Thulasendrapuram is a village in Tiruvarur district, Tamil Nadu, India. It is about 7 km from Mannargudi and 300 km from the state capital Chennai. In 2020, its population was approximately 350.

==Relationship to Kamala Harris==
Thulasendrapuram was the home of P. V. Gopalan, an Indian career civil servant who was the maternal grandfather of Kamala Harris, the 49th Vice President of the United States. In 2014, when Harris served as the Attorney General of California, she donated ₹5 thousand to the village's temple dedicated to the deity Sastha, and her name was engraved on the temple's list of donors. Harris gained fame in the village when she was elected as the Vice President of the United States in 2020, and the people of Thulasendrapuram celebrated her victory with a communal feast, firecrackers, and prayers.

When Harris began her presidential campaign in the 2024 United States presidential election, residents installed a large banner depicting her outside of the village's main Hindu temple.

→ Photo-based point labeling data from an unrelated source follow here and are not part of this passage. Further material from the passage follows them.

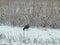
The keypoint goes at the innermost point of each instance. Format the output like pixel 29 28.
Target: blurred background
pixel 38 13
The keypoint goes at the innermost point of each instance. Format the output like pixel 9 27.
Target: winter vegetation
pixel 33 36
pixel 45 13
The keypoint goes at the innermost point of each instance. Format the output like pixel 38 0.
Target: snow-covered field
pixel 33 36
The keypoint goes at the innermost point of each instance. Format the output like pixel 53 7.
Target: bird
pixel 26 27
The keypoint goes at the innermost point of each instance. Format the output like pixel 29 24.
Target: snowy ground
pixel 33 36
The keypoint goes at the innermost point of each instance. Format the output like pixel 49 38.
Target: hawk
pixel 26 27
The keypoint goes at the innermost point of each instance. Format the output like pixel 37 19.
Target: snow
pixel 33 36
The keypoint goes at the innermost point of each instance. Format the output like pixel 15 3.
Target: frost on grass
pixel 33 36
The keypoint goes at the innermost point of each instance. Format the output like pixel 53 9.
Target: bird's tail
pixel 23 28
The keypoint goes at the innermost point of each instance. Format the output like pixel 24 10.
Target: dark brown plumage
pixel 26 27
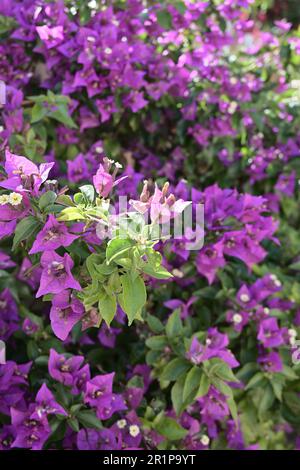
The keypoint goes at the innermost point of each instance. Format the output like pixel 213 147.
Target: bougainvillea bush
pixel 114 337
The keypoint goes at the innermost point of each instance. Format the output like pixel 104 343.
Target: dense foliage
pixel 117 338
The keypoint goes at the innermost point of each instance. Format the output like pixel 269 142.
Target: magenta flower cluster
pixel 114 338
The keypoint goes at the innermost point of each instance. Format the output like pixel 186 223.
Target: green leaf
pixel 224 372
pixel 38 112
pixel 65 200
pixel 69 214
pixel 157 343
pixel 157 273
pixel 25 229
pixel 174 325
pixel 89 192
pixel 192 382
pixel 169 428
pixel 117 247
pixel 61 115
pixel 233 408
pixel 175 369
pixel 47 199
pixel 267 399
pixel 133 297
pixel 222 386
pixel 155 324
pixel 204 386
pixel 164 19
pixel 107 307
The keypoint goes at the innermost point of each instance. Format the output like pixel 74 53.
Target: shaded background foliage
pixel 206 96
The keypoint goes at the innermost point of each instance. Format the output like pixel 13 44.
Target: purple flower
pixel 45 404
pixel 130 430
pixel 5 261
pixel 286 184
pixel 238 319
pixel 269 333
pixel 7 228
pixel 29 327
pixel 53 235
pixel 65 312
pixel 209 260
pixel 56 275
pixel 271 362
pixel 77 169
pixel 99 394
pixel 62 369
pixel 103 180
pixel 30 433
pixel 23 174
pixel 7 436
pixel 183 306
pixel 215 347
pixel 9 318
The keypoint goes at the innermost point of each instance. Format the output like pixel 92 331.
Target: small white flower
pixel 177 273
pixel 15 199
pixel 232 107
pixel 4 199
pixel 204 440
pixel 134 430
pixel 244 298
pixel 237 318
pixel 121 423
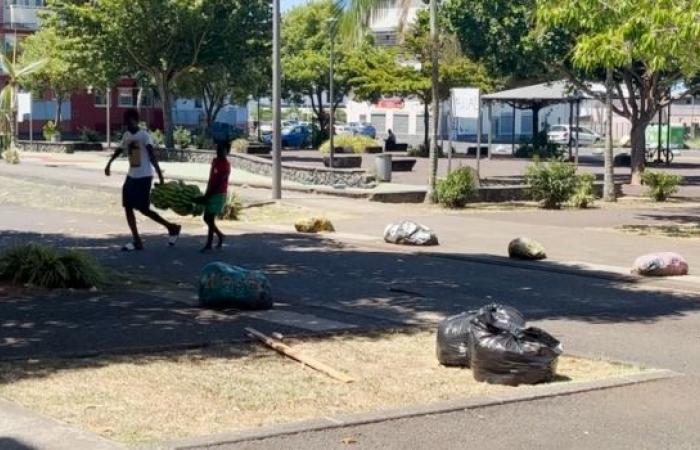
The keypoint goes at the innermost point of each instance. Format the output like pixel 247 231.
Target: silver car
pixel 560 135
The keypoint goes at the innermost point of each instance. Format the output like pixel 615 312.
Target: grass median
pixel 141 399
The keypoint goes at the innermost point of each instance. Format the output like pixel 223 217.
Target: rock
pixel 314 225
pixel 409 233
pixel 663 264
pixel 525 248
pixel 223 285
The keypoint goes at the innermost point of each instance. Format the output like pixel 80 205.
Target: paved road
pixel 348 281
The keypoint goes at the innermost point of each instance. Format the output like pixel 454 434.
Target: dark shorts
pixel 136 193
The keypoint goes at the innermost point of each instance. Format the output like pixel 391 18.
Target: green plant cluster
pixel 538 147
pixel 661 185
pixel 49 130
pixel 240 145
pixel 90 135
pixel 51 268
pixel 584 195
pixel 552 183
pixel 457 189
pixel 233 208
pixel 183 137
pixel 356 143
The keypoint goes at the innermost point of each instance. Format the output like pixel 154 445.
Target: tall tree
pixel 15 75
pixel 306 56
pixel 358 14
pixel 61 76
pixel 161 38
pixel 653 47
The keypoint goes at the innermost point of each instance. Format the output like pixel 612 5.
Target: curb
pixel 343 421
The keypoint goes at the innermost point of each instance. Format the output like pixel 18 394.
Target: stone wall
pixel 314 176
pixel 58 147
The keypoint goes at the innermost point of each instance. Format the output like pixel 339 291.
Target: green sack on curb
pixel 223 285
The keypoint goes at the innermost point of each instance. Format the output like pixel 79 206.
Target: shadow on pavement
pixel 320 286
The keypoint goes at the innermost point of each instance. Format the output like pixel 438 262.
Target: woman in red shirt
pixel 215 198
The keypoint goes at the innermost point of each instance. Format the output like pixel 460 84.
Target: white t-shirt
pixel 134 145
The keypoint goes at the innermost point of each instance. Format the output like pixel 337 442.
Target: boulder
pixel 663 264
pixel 525 248
pixel 223 285
pixel 314 225
pixel 409 233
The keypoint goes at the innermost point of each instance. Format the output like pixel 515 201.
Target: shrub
pixel 50 268
pixel 90 135
pixel 182 136
pixel 11 156
pixel 661 185
pixel 356 143
pixel 551 183
pixel 457 189
pixel 158 137
pixel 583 196
pixel 240 145
pixel 49 130
pixel 233 208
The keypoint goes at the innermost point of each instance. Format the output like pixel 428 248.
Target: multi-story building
pixel 87 109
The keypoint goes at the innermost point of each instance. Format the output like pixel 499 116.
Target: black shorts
pixel 136 193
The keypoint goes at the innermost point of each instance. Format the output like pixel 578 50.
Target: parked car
pixel 296 136
pixel 362 128
pixel 560 135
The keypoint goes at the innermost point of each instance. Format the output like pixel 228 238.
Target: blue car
pixel 362 128
pixel 295 136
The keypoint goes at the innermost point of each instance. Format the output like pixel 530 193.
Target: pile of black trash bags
pixel 495 342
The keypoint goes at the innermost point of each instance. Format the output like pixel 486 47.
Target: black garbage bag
pixel 503 354
pixel 453 335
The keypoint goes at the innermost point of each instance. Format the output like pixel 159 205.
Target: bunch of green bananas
pixel 179 197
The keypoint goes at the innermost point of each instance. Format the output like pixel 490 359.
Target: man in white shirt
pixel 136 192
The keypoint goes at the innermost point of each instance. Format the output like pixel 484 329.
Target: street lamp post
pixel 332 22
pixel 276 104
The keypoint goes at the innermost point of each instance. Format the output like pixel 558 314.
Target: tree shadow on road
pixel 319 285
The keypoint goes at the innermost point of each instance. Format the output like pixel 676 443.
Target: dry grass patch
pixel 137 399
pixel 673 231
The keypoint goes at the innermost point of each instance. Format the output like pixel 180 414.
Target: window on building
pixel 100 98
pixel 400 123
pixel 126 97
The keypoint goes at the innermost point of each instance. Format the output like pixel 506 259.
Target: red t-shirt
pixel 218 176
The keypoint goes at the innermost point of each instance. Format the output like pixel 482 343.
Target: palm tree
pixel 357 15
pixel 8 95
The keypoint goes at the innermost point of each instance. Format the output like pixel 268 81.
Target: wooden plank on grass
pixel 298 356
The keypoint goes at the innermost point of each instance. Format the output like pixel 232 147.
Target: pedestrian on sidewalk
pixel 216 196
pixel 136 192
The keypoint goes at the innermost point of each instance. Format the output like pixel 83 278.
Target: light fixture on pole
pixel 276 104
pixel 331 126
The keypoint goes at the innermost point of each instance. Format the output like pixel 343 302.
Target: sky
pixel 286 4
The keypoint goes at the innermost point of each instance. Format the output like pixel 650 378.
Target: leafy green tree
pixel 163 39
pixel 61 76
pixel 652 47
pixel 306 50
pixel 15 75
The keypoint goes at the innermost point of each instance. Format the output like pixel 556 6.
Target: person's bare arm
pixel 108 167
pixel 154 161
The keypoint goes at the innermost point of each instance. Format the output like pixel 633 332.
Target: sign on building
pixel 465 103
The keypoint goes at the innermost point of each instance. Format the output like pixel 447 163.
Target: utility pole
pixel 276 104
pixel 331 23
pixel 609 174
pixel 435 77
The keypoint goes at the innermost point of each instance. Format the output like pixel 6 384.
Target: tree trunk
pixel 426 125
pixel 609 177
pixel 59 112
pixel 166 103
pixel 638 151
pixel 435 80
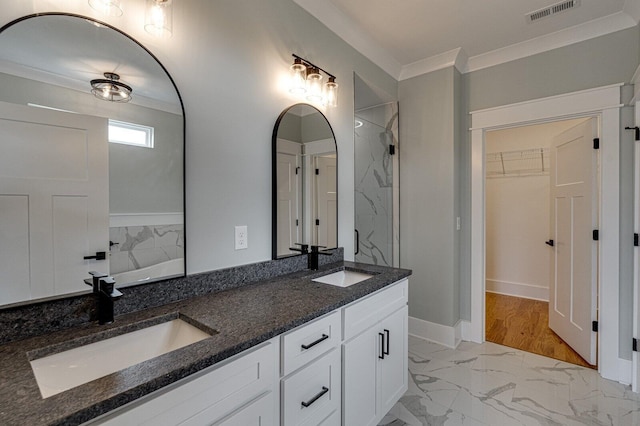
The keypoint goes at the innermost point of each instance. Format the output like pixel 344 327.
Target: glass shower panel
pixel 376 235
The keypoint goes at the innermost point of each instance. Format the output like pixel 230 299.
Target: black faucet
pixel 312 263
pixel 103 288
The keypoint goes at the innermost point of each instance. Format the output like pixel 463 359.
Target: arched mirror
pixel 304 181
pixel 86 183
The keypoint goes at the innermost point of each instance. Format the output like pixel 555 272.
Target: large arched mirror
pixel 304 181
pixel 86 183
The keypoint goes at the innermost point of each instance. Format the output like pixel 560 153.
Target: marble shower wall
pixel 137 247
pixel 376 191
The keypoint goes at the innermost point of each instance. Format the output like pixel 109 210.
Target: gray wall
pixel 593 63
pixel 428 240
pixel 141 180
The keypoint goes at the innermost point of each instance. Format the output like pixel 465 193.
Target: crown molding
pixel 453 58
pixel 589 30
pixel 332 18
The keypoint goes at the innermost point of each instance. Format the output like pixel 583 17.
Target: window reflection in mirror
pixel 304 181
pixel 133 206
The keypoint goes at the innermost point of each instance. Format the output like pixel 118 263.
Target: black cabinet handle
pixel 100 255
pixel 386 332
pixel 315 398
pixel 312 344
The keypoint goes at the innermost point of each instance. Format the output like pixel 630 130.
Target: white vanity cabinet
pixel 375 358
pixel 242 391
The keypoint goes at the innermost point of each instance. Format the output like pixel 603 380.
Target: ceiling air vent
pixel 552 10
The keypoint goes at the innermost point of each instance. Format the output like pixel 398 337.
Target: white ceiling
pixel 69 52
pixel 409 37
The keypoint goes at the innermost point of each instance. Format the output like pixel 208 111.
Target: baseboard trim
pixel 526 291
pixel 445 335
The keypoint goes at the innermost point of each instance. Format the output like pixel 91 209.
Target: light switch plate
pixel 242 240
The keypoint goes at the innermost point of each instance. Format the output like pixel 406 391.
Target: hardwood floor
pixel 524 324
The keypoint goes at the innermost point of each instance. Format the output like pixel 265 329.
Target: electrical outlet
pixel 242 240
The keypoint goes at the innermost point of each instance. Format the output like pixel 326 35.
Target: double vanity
pixel 291 349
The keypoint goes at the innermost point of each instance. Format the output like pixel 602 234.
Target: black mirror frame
pixel 184 133
pixel 274 177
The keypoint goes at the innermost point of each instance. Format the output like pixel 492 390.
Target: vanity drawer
pixel 363 314
pixel 312 395
pixel 309 341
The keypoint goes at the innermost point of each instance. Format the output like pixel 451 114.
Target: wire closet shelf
pixel 525 162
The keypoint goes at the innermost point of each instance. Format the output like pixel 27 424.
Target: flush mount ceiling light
pixel 107 7
pixel 306 80
pixel 110 89
pixel 158 20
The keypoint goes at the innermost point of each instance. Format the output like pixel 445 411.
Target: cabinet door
pixel 393 367
pixel 359 358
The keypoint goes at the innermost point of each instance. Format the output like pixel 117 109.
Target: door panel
pixel 57 202
pixel 573 292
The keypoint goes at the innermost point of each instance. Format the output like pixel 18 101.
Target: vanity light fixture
pixel 158 20
pixel 306 79
pixel 107 7
pixel 110 88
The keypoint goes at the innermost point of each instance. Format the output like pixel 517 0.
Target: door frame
pixel 604 103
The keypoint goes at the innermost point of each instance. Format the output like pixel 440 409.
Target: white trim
pixel 349 31
pixel 568 36
pixel 441 334
pixel 117 220
pixel 526 291
pixel 605 103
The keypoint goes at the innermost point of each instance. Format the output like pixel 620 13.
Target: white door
pixel 54 199
pixel 288 208
pixel 326 209
pixel 573 283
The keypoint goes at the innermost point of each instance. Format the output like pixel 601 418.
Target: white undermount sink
pixel 65 370
pixel 342 278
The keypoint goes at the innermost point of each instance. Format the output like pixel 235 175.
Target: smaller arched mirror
pixel 304 181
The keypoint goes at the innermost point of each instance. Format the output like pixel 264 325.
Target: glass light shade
pixel 314 85
pixel 331 92
pixel 107 7
pixel 158 20
pixel 298 76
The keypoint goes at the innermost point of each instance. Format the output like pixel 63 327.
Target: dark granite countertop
pixel 243 317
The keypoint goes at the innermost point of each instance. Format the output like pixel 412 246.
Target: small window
pixel 130 134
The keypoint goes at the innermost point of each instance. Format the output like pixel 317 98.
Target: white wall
pixel 518 218
pixel 230 61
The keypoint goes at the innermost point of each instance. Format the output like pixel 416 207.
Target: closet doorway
pixel 524 267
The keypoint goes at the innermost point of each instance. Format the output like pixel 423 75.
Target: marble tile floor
pixel 490 384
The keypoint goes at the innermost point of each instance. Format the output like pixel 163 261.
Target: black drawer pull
pixel 388 339
pixel 312 344
pixel 315 398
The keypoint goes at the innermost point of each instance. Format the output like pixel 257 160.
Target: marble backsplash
pixel 135 247
pixel 21 322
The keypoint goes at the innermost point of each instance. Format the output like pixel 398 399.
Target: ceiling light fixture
pixel 306 80
pixel 158 19
pixel 110 89
pixel 107 7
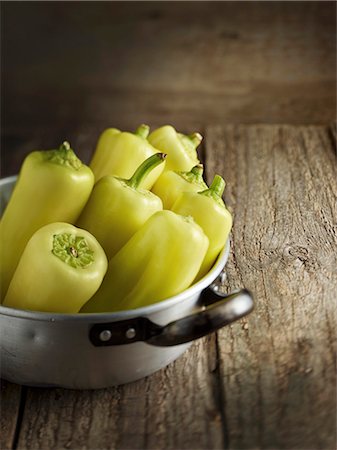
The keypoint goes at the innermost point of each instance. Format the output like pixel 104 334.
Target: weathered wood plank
pixel 175 408
pixel 278 366
pixel 9 413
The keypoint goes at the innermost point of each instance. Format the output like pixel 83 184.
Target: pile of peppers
pixel 134 227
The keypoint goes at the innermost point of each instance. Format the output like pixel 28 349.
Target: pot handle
pixel 226 309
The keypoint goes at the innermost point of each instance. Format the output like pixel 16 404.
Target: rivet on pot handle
pixel 225 310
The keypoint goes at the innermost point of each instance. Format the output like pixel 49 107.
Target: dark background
pixel 71 69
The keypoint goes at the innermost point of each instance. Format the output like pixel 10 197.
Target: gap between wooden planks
pixel 267 381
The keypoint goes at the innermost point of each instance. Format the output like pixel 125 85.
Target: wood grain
pixel 175 408
pixel 70 65
pixel 278 367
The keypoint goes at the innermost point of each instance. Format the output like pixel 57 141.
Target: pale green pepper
pixel 159 261
pixel 59 270
pixel 180 148
pixel 171 184
pixel 53 186
pixel 209 211
pixel 120 153
pixel 117 208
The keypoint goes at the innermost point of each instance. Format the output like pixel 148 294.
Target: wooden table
pixel 72 69
pixel 267 381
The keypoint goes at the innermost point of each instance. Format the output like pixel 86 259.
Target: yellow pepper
pixel 120 153
pixel 117 208
pixel 209 211
pixel 180 148
pixel 52 186
pixel 60 269
pixel 159 261
pixel 171 184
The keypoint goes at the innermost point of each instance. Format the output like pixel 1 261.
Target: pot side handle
pixel 227 308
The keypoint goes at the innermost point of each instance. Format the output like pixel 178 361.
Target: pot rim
pixel 196 288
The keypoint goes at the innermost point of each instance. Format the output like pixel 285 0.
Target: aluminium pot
pixel 90 351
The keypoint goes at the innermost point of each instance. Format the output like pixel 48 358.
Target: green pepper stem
pixel 143 170
pixel 143 131
pixel 216 189
pixel 196 138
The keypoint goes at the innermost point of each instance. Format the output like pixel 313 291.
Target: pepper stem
pixel 65 146
pixel 143 131
pixel 146 167
pixel 196 138
pixel 216 189
pixel 198 170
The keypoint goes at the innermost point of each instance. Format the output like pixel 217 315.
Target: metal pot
pixel 88 351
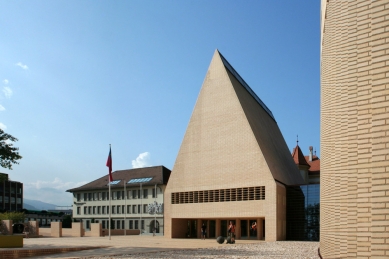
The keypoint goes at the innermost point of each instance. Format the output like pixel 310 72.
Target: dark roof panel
pixel 159 175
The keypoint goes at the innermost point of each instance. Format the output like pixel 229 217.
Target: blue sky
pixel 77 76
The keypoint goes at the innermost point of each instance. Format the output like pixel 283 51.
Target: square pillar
pixel 7 224
pixel 198 230
pixel 96 230
pixel 56 229
pixel 34 228
pixel 237 229
pixel 218 228
pixel 260 229
pixel 76 229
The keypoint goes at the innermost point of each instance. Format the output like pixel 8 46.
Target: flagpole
pixel 141 208
pixel 109 208
pixel 110 179
pixel 125 207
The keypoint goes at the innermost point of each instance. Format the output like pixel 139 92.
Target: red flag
pixel 109 165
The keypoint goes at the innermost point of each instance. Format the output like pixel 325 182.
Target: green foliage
pixel 3 177
pixel 67 222
pixel 14 216
pixel 8 153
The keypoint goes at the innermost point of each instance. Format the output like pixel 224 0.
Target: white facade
pixel 137 207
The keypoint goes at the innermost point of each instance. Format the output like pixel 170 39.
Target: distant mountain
pixel 38 205
pixel 28 206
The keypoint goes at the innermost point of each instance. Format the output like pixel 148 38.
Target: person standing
pixel 203 231
pixel 231 231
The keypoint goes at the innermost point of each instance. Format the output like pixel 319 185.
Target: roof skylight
pixel 115 182
pixel 140 180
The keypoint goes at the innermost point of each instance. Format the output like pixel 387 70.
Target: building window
pixel 222 195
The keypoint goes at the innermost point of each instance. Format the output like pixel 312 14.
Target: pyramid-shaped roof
pixel 231 135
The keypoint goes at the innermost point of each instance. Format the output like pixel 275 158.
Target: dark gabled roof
pixel 159 175
pixel 246 86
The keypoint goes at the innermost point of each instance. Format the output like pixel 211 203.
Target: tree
pixel 8 153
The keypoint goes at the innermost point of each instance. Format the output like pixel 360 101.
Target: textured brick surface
pixel 56 229
pixel 354 129
pixel 231 142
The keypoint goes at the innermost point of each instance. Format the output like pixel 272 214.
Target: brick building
pixel 354 129
pixel 233 164
pixel 11 194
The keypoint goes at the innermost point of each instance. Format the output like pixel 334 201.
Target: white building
pixel 136 200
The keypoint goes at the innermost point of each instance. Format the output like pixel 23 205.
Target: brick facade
pixel 354 129
pixel 232 143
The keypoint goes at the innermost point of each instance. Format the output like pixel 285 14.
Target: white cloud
pixel 57 183
pixel 142 160
pixel 7 91
pixel 20 64
pixel 53 192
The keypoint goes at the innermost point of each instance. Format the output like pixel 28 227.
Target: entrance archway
pixel 156 224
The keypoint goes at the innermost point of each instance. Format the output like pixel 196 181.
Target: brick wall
pixel 355 129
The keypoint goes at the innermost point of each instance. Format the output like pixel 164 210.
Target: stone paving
pixel 162 247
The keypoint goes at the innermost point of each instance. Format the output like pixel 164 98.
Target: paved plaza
pixel 162 247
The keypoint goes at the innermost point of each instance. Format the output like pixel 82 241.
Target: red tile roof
pixel 298 157
pixel 315 164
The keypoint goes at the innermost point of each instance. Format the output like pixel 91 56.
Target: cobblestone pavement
pixel 284 249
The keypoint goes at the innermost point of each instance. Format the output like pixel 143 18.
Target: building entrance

Prior to the election, locals rallied and prayed to Aiyanar for her victory.

Harris has never visited Thulasendrapuram, and does not have any immediate family living there. Despite this, she is especially popular among the women of the village, who commonly refer to her as "sister" or "mother" as a sign of respect. Arulmozhi Sudhakar, a politician of Thulasendrapuram, described Harris as "a daughter of the land".